What is litre and what is gallon?


----------



## artgalnj (Jun 27, 2009)

Huh? Are you asking how many liters are in a gallon? Liter (or litre, spelling varies) is a metric system of measuring volume. A gallon is the American version of measuring volume. 3.7 liters = 1 gallon.


----------



## JohnnyD44 (Dec 5, 2008)

both are units of measurments.....lol....i'm guessing you were asking about conversion, which was answered above....


----------



## Gav (Aug 22, 2009)

artgalnj said:


> Huh? Are you asking how many liters are in a gallon? Liter (or litre, spelling varies) is a metric system of measuring volume. A gallon is the American version of measuring volume. 3.7 liters = 1 gallon.

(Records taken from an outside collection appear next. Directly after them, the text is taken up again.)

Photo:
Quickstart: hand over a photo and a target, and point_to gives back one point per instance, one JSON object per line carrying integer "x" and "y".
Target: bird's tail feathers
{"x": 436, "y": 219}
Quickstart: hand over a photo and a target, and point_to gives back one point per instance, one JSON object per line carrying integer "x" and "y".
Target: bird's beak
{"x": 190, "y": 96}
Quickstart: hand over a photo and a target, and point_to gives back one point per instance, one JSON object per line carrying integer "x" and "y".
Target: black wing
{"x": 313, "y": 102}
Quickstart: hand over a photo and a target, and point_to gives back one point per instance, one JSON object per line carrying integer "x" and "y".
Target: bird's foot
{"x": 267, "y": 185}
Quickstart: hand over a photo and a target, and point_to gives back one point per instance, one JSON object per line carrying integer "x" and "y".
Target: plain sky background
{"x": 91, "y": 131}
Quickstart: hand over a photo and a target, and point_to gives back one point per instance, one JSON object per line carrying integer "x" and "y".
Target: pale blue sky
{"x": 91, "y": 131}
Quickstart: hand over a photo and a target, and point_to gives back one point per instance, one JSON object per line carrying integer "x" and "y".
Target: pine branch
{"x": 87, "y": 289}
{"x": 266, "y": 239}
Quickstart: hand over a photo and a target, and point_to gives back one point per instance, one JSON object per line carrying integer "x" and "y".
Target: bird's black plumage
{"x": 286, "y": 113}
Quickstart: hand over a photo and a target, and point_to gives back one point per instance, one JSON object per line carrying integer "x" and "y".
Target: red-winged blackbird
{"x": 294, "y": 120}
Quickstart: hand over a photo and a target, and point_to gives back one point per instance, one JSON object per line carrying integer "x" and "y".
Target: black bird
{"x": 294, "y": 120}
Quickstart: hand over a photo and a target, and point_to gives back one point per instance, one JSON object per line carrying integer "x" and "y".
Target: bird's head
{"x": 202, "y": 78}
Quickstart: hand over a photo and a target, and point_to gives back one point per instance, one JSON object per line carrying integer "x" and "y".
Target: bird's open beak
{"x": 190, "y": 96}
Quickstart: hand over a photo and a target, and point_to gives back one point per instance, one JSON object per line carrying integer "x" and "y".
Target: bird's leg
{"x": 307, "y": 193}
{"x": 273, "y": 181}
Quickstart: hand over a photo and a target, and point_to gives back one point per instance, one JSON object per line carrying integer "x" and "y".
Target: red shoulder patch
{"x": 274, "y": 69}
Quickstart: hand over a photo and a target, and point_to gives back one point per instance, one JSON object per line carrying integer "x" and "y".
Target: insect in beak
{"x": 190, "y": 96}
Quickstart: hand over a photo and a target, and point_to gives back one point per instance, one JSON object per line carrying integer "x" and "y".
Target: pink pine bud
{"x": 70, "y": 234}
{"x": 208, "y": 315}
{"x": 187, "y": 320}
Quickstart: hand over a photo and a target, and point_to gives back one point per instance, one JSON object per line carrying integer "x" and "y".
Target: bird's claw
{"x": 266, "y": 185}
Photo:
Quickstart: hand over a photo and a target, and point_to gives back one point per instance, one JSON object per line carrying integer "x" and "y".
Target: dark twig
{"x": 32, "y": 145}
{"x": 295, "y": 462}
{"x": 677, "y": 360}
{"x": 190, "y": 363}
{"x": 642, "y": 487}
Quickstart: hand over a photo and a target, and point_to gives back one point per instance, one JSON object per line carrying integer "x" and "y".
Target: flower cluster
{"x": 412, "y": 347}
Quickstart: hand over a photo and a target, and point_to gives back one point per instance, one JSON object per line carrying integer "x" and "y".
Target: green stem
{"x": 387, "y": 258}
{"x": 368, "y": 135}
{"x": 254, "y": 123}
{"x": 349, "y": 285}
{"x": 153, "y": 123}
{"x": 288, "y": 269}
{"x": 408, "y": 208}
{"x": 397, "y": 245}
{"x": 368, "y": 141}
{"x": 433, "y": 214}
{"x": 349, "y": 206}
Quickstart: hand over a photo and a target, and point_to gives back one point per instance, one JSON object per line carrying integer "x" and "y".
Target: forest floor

Well thats the first time I have been told what the US litre to gallon system is, even though I have asked many times when I was lookin into importing tanks lol, but the Uk is 4.5l (4.45l to be more accurate) is a gallon.


----------



## okijapan (Aug 28, 2009)

Aquarium and Fish Tank Volume Calculator

Please note that UK gallon and US gallons are different.


----------



## willieturnip (Aug 30, 2009)

I was going to say, fair enough question.

UK and US gallons are VERY different. Assumably everyone round here talks in US, seeing as how the UK have gone metric (liters)?


----------